Microsoft last month launched US availability of its Online Services (Microsoft-hosted email and collaboration software, available on subscription). I snuck into a blogger roundtable held at the event and felt privileged to witness the spectacle of a team of Microsoftees celebrating the benefits of moving applications to the cloud. Of course they maintained the official mantra that customers have the choice whether to stay on-premise or go to the cloud. But hearing how delighted customers are to bypass the horrors of on-premise implementation and the upfront costs of conventional licensing, I wondered aloud how many are ever likely to choose to go back on-premise once they've experienced a cloud deployment.

Privately I wondered also whether even Microsoft has the cash to fund large numbers of its customers moving to the cloud model — in which the vendor, rather than the customer, takes on all the upfront cost of building and deploying the computing infrastructure. In a keynote at the SIIA OnDemand conference the following day, Omniture's CEO Josh James highlighted the horrendous cash demands that weigh on pay-as-you-go computing providers. It struck me that, if SaaS and cloud really do take off — and many people are saying, supported by anecdotal evidence of rising sales this past month or two, that recession will accelerate rather than delay uptake — then the entire industry could face a cash crisis in a few years' time.

Estimates vary, but the global software industry probably generates annual revenues of about $500 billion. Industry analysts are saying that up to 25% of new software sales will be delivered as SaaS within the next few years. That implies a shortfall of some $100 billion of license revenue that won't be collected upfront any more, along with whatever it takes to buy and set up the infrastructure to operate it — maybe another $100 billion?

These are scary numbers, and others can do a better job than I of validating them, but let's say they're even half accurate.
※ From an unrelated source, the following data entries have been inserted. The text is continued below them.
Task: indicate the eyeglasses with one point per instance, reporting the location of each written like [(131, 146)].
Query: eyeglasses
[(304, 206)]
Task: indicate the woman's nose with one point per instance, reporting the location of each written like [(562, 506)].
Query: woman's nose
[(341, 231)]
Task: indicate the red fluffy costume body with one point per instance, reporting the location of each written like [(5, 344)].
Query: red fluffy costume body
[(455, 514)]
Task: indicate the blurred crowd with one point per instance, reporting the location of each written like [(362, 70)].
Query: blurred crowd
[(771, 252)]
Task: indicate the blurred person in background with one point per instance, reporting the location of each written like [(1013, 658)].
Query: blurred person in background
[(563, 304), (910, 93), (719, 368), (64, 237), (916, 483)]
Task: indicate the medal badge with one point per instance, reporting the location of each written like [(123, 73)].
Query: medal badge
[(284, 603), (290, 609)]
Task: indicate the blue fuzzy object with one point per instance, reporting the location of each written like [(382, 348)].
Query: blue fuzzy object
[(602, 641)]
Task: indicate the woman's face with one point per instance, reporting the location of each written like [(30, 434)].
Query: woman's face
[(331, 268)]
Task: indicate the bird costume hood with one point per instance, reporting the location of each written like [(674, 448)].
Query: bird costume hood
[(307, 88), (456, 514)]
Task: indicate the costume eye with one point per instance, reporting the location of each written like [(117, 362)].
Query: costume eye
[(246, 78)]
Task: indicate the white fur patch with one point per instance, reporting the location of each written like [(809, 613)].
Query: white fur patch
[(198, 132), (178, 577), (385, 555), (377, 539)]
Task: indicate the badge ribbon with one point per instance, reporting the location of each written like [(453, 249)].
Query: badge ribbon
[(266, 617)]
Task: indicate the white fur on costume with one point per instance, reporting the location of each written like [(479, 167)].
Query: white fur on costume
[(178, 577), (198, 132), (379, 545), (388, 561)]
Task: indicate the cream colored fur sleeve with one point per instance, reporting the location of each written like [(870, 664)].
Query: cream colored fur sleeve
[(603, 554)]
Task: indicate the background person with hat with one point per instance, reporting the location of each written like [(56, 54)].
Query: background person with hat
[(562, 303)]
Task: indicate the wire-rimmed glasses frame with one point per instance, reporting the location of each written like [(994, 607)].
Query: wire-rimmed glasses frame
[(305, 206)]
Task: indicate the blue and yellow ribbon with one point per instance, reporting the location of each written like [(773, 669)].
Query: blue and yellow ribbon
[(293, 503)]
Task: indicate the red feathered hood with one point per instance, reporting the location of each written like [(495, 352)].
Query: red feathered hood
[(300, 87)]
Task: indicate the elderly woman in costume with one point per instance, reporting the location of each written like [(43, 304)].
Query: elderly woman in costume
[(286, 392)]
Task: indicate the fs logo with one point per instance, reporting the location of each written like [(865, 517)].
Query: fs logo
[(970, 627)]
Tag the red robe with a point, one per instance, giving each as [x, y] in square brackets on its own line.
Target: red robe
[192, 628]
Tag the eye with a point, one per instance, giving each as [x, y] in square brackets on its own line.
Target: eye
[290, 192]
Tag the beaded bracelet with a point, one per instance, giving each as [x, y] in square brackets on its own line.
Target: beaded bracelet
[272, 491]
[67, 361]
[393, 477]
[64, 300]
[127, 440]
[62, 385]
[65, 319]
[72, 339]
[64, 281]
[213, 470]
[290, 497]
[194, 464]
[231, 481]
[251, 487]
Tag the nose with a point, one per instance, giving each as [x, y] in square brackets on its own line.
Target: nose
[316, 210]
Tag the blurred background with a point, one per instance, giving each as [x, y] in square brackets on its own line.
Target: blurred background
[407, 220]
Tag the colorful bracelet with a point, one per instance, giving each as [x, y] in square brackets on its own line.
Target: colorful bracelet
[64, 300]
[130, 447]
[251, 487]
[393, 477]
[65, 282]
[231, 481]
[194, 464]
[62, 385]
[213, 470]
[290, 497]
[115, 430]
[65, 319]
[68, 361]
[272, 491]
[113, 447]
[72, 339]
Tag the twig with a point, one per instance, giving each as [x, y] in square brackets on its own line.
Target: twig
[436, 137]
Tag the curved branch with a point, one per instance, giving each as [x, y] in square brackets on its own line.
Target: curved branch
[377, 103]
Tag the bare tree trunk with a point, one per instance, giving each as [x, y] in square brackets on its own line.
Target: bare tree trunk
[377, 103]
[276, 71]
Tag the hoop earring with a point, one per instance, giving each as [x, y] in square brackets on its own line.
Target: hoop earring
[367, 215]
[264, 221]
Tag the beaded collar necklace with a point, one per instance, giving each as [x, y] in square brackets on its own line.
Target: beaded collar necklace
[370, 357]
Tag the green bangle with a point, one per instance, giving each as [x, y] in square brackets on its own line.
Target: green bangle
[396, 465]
Will the industry have enough nerve collectively to fund that revenue gap, not just for a year, but over a period of several years as the big switch to cloud and SaaS accelerates? Especially if such a huge financial shortfall coincides with the tail end of what is starting to look like it will be a deep, traumatizing recession?

The best route out of that recession, of course, will be to encourage investment in the technologies and industries that will fuel economic recovery. I believe Web-hosted applications and business services will play a huge role in stoking growth and profits as we enter the next upturn. But today, the US federal government is being urged to spend money propping up the past — as governments often do — rather than investing in the future.

Of course there's a social obligation on government to do what it can to avert the economic destruction of entire communities. But real jobs come from forward-looking, innovative industries. Instead of bailing out inefficient (and speculative) auto makers, the US taxpayer might be better served by providing tax breaks to the cloud providers who will have to risk so much capital to fund the coming shift to SaaS and cloud computing.